In the current study, 76.1% of the participants were found to be vitamin D deficient, which was higher than the figures reported in other studies. Age, blood sugar levels, and cholesterol were significant factors associated with vitamin D status in Saudi men.
Despite the higher serum 25OHD cut-off (75 nmol/L) used in the current study, the prevalence of vitamin D deficiency among this cohort of Saudi males was higher in comparison to other studies conducted in Saudi Arabia. Most of these studies have used a cut-off ranging from 25 nmol/L to 50 nmol/L, and the prevalence of vitamin D deficiency among Saudi Males ranged from 17.7 to 87.8% [10,11,12,13]. Using the most commonly used cut-off of 50 nmol/L, the prevalence of vitamin D deficiency in the present study would have been 52.1%. The higher prevalence of vitamin D deficiency reported in the current study highlights that though vitamin D deficiency in Saudi Arabia is still high, there is no evidence of any interventions to decrease these high figures. The higher prevalence of vitamin D deficiency may not be limited to developing countries as reported by Lenders et al., where vitamin D deficiency is common in as many as one half of the middle-aged to elderly subjects [14].
Age was one of the significant correlates of serum vitamin D levels in our study cohort. The vitamin D levels were lowest in the younger age group, which significantly increased until they reached the highest level in the older age group. These results are in agreement with earlier studies [10, 12, 15] conducted in Saudi Arabia and other countries, where young individuals are more likely to have insufficient levels of vitamin D, with the highest prevalence of vitamin D deficiency observed in the 20–30 years old age group [16]. On the other hand, Smotkin-Tangorra et al. [17] and Orwell et al. [18] concluded that higher prevalence of vitamin D deficiency was associated with older age and was more common in older males. It is a paradox, most of our respondents (79%) are exposed to sun daily; why younger males who are apparently healthy, have higher sunlight exposure, and engage in outdoor activities and exercises, have a higher prevalence of vitamin D deficiency. One explanation may be that older adults take supplements that contain vitamin D. However, this might not be the only reason and hence further large-scale studies to investigate this phenomenon are required.
With respect to the blood sugar levels, the mean vitamin D serum levels were higher amongst non-diabetic individuals in our study, which is in contrast to other studies that show higher levels of 25OHD in subjects with DM compared to non-diabetic individuals [19,20,21,22,23]. This may be attributed to medications that are used to treat DM which have been associated with enhancing circulating levels of 25OHD [24]. Earlier reports have shown that vitamin D may help regulate the production of insulin in the pancreas. It is supposed that body’s sensitivity to insulin is enhanced by vitamin D, which in turn minimizes the risk of insulin resistance that is often the precursor to diabetes type 2. Adjusting the levels of vitamin D in the blood to around 60–80 ng/ml can aid in maintaining the blood glucose levels under control, which is vital for diabetic patients [25]. Population studies suggested a positive correlation between low vitamin D levels with an increased possibility of developing type 2 diabetes. Hence, people with higher levels of vitamin D may have a low probability to develop type 2 diabetes [26].

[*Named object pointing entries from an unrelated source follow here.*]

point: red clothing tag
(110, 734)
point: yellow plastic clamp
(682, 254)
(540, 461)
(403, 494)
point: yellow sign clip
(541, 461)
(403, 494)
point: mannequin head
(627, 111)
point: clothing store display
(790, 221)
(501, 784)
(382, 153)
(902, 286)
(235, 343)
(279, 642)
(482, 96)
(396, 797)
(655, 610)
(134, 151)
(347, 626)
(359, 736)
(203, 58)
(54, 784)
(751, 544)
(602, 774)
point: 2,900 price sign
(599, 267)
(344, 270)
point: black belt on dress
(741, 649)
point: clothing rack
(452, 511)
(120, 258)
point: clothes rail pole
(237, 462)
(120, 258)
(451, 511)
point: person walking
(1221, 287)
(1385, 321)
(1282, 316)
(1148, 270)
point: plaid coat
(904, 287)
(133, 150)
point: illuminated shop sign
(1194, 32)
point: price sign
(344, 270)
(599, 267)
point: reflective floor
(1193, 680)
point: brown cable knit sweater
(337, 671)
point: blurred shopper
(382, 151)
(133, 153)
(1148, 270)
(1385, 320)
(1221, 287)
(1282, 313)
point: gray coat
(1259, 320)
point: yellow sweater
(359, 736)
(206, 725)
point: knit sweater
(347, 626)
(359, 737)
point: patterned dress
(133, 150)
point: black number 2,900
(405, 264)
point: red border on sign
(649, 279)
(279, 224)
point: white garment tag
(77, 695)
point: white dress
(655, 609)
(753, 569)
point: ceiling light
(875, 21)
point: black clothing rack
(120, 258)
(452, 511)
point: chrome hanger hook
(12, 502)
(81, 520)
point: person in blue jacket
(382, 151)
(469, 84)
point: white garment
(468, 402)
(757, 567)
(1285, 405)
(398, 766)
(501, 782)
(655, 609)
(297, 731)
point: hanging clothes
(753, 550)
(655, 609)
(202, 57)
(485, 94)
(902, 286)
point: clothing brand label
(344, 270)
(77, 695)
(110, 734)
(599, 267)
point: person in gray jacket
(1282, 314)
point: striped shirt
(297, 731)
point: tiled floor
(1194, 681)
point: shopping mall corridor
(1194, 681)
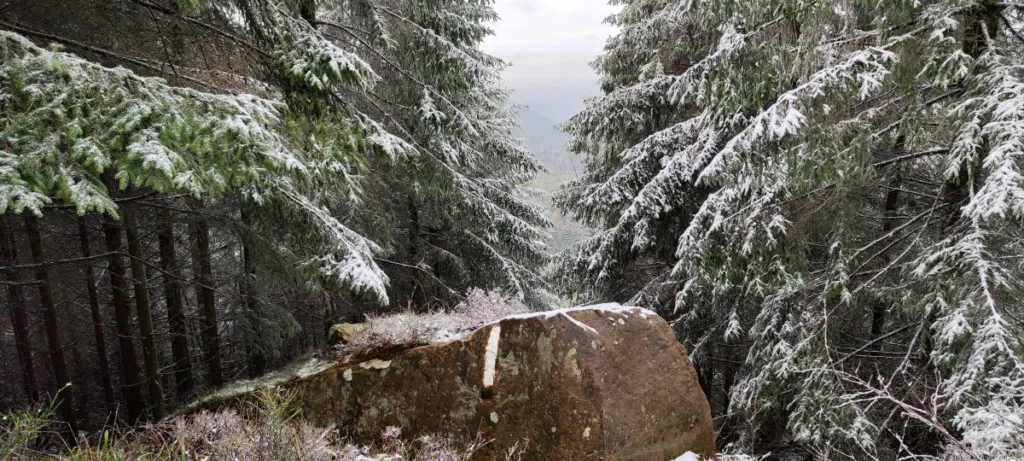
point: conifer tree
(846, 182)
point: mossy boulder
(602, 383)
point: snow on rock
(588, 382)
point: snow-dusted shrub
(407, 328)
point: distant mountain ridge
(546, 142)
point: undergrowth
(266, 429)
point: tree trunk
(97, 319)
(208, 301)
(137, 261)
(64, 393)
(18, 318)
(418, 297)
(880, 311)
(257, 361)
(122, 313)
(175, 310)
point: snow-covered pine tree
(857, 232)
(625, 136)
(460, 201)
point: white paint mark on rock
(376, 364)
(688, 456)
(580, 324)
(491, 355)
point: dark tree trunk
(138, 275)
(18, 317)
(175, 310)
(64, 393)
(418, 296)
(131, 387)
(208, 301)
(257, 361)
(881, 307)
(97, 319)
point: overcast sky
(550, 44)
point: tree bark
(122, 313)
(208, 301)
(418, 297)
(880, 310)
(64, 392)
(175, 310)
(97, 319)
(257, 361)
(139, 283)
(18, 318)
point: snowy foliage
(836, 190)
(466, 179)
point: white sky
(550, 44)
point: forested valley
(823, 200)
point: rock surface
(588, 383)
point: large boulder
(600, 382)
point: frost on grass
(268, 428)
(409, 329)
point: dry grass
(267, 430)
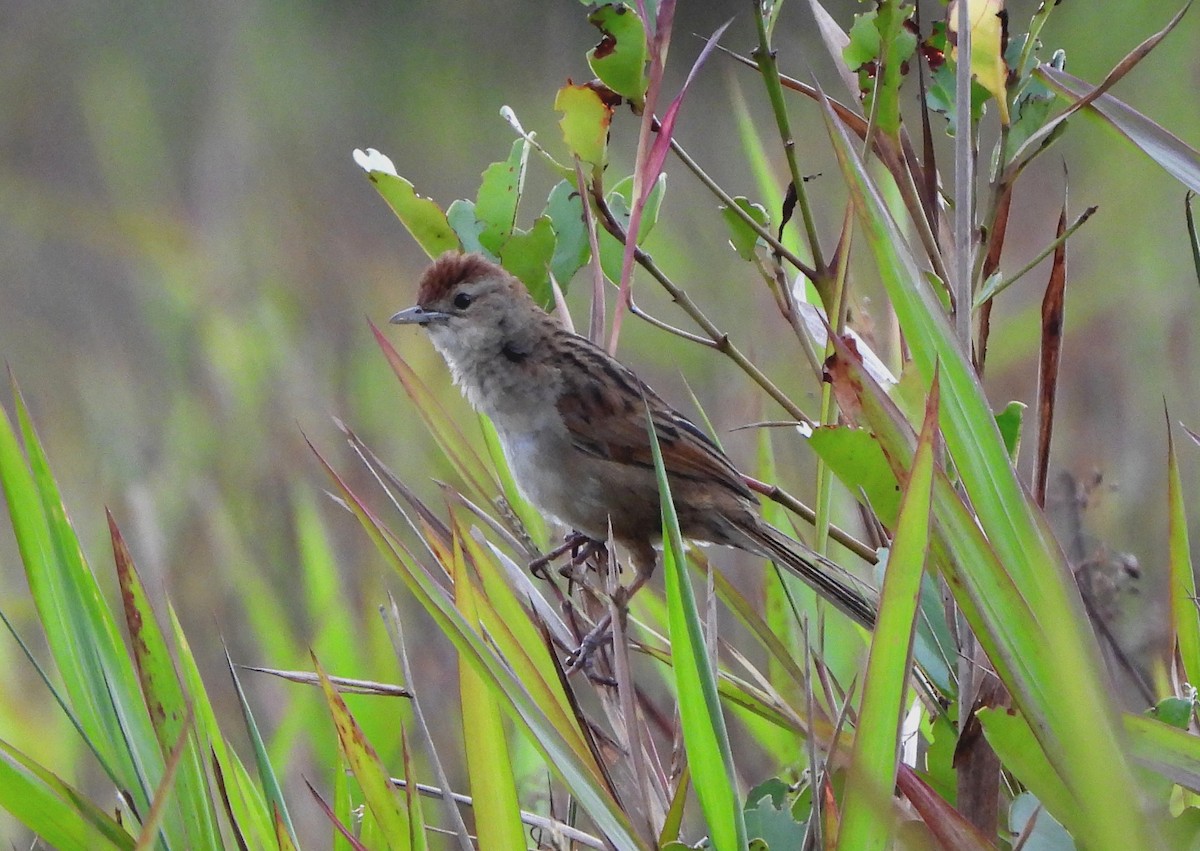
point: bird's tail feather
(829, 580)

Data on the association between cholesterol and vitamin D shows varied results. Population studies indicate that people with lower levels of vitamin D are more likely to have higher cholesterol levels. In 2012, a study showed that vitamin D supplements had no cholesterol lowering effects at least in the short term, and then too only low-density lipoproteins levels may increase. On the other hand, a study in 2014 found that taking calcium and vitamin D supplements together enhances cholesterol levels in postmenopausal overweight or obese women [27]. The study conducted in Pakistani Immigrants taking daily vitamin D supplementation of 10 or 20 μg for 1 year did not show any change in their lipid profile [28].
Our results indicated no significant association of BMI with vitamin D levels. Baradaran et al. reported results similar to our study [29], in contrast to earlier studies where vitamin D levels were found to be negatively correlated to BMI in both obese and non-obese population [30, 31].
Study limitations
Though our study has some interesting findings, it has certain limitations. First, it was a cross-sectional, hospital-based study and therefore, we could not assess causality. In addition, this might have exposed the study to some sources of bias resulting from the manner in which study subjects were recruited or due to differences arising due to the participants’ cultural background, age, and socio-economic status. However, participants in the current study referred to the King Saud University Medical City were not limited to the capital city of Riyadh as all neighboring areas and governments centers refer to this tertiary hospital. This makes the selection of cases devoid of bias and could be considered representative of the Saudi population. Second, the sample size was relatively small and the dietary intake was not assessed. The study did not take into consideration the difference in sunlight exposure arising due to seasonal variation though, given the availability of sunshine nearly throughout the year, the seasonality might not be a significant factor in our case. However, the study addressed the significantly high deficiency of vitamin D amongst participants living in a country where they are exposed to sunny environment and high temperature throughout the year.